Il secondo cervello del ratto fece estroflettere gli occhi dorsali, pronto a dirigere i balzi dell'animale con le zampe posteriori e la «coda», capace di proiettare l'animale a sette metri d'altezza. Un attimo dopo l'essere si sollevò sulle quattro zampe di dietro e tese le lunghe braccia affilate verso la mangusta, come se la stesse rilevando con le antenne, le chele della mandibola inferiore già pronte a scattare.

La mangusta anticipò l'attacco partendo con un affondo e afferrò tra i denti il collo del ratto.

Poi diede un violento strattone con la testa per spezzare il collo al rivale, peccato che non c'erano ossa da rompere lì sotto. Ancora qualche scrollone, poi il ratto lanciò un altro sibilo stridulo. La mangusta continuò a mordere prima di decidersi a mollare la preda ferita a morte. Sentì avvicinarsi un'altra ondata di animali, perciò in preda al panico fece dietrofront e cominciò a scappare a balzi, sbilanciata dall'assenza della coda.

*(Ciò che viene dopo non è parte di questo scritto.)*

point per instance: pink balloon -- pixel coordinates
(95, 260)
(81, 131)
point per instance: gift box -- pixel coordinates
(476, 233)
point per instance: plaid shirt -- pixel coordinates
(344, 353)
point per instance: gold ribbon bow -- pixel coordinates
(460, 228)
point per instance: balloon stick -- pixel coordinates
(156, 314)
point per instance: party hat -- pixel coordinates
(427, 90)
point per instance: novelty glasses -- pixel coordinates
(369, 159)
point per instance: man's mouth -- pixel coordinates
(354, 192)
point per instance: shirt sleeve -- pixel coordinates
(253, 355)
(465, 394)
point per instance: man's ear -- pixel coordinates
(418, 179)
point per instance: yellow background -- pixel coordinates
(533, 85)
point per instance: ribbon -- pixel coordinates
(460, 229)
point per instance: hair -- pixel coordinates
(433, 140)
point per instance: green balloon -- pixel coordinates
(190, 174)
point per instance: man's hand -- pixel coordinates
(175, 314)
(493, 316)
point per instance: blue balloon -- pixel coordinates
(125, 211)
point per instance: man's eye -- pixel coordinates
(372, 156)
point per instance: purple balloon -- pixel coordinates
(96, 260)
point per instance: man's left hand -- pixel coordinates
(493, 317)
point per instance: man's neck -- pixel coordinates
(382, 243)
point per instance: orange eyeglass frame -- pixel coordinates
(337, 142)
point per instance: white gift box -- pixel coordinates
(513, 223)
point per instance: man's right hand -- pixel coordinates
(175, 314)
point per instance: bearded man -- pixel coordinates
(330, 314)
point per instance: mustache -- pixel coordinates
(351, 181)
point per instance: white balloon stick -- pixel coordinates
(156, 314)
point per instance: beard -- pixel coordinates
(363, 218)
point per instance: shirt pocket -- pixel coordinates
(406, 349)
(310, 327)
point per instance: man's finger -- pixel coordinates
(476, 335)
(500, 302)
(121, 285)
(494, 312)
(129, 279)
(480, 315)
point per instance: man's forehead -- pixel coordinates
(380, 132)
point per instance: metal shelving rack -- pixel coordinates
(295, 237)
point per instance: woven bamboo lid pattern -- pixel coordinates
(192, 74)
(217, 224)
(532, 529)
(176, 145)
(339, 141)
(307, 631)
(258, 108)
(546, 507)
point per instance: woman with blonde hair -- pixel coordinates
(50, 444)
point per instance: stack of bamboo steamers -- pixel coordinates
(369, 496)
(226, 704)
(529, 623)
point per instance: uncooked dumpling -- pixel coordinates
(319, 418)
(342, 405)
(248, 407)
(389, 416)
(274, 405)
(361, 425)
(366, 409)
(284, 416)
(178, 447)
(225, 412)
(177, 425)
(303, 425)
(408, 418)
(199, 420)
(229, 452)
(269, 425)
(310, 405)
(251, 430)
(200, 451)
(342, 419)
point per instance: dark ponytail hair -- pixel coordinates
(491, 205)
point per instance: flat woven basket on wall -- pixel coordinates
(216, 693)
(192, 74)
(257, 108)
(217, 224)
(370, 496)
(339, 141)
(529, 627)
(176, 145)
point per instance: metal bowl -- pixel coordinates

Un altro ratto di Henders la placcò in volo con le braccia taglienti, poi bloccò le zampe posteriori della mangusta con le sue e la inchiodò al suolo. Il dorso elastico della mangusta si fletté e scattò come una frusta mentre si dibatteva nella morsa mortale dell'aggressore, sollevando altre penne e nuvolette di polvere.

Ma l'invertebrato era ancor più flessibile di lei. Le chele ai lati delle ampie fauci del ratto affondarono nel ventre del mammifero.

Un delirio di creature attratte dai ringhi e dalle urla accorse per fondarsi su quel corpo a corpo al suolo.

D'un tratto l'obiettivo della Crittercam fu totalmente coperto da macchie rosse e azzurre.

Il collegamento s'interruppe.

La mangusta era riuscita a sopravvivere due minuti e diciannove secondi.